IEEE 802.11ah is implemented in the frequency band around 900  MHz , which means that, compared to a standard 2.4 GHz WLAN and other IEEE 802.11 transmission methods, with otherwise comparable parameters, a range is achieved that is roughly double (distance 1 km). The network has a wireless access point ( English Relay Access Point , RAP ) and so-called network stations (STAs) to transfer data from device to device using a frame .
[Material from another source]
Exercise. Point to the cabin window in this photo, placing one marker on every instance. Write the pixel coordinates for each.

With IEEE 802.11ah, the bit transmission layer ( English Physical Layer ) and the Media Access Control (MAC) of the security layer (English Data Link Layer ) must be considered:

Physical Layer (PHY)

When designing the PHY layer, IEEE 802.11ac was used . The new standard is a variant of this that has been clocked down by a factor of 10 and therefore works with 2 MHz, 4 MHz, 8 MHz and 16 MHz channel bandwidths. There is also an additional 1 MHz channel to improve area coverage. Transfers using multi-user MIMO (MU-MIMO) are possible; this one has to IEEE 802.11a oriented.

The standard supports 2 MHz, 4 MHz, 8 MHz and 16 MHz when transmitting, while the STAs are suitable for receiving 1 MHz and 2 MHz.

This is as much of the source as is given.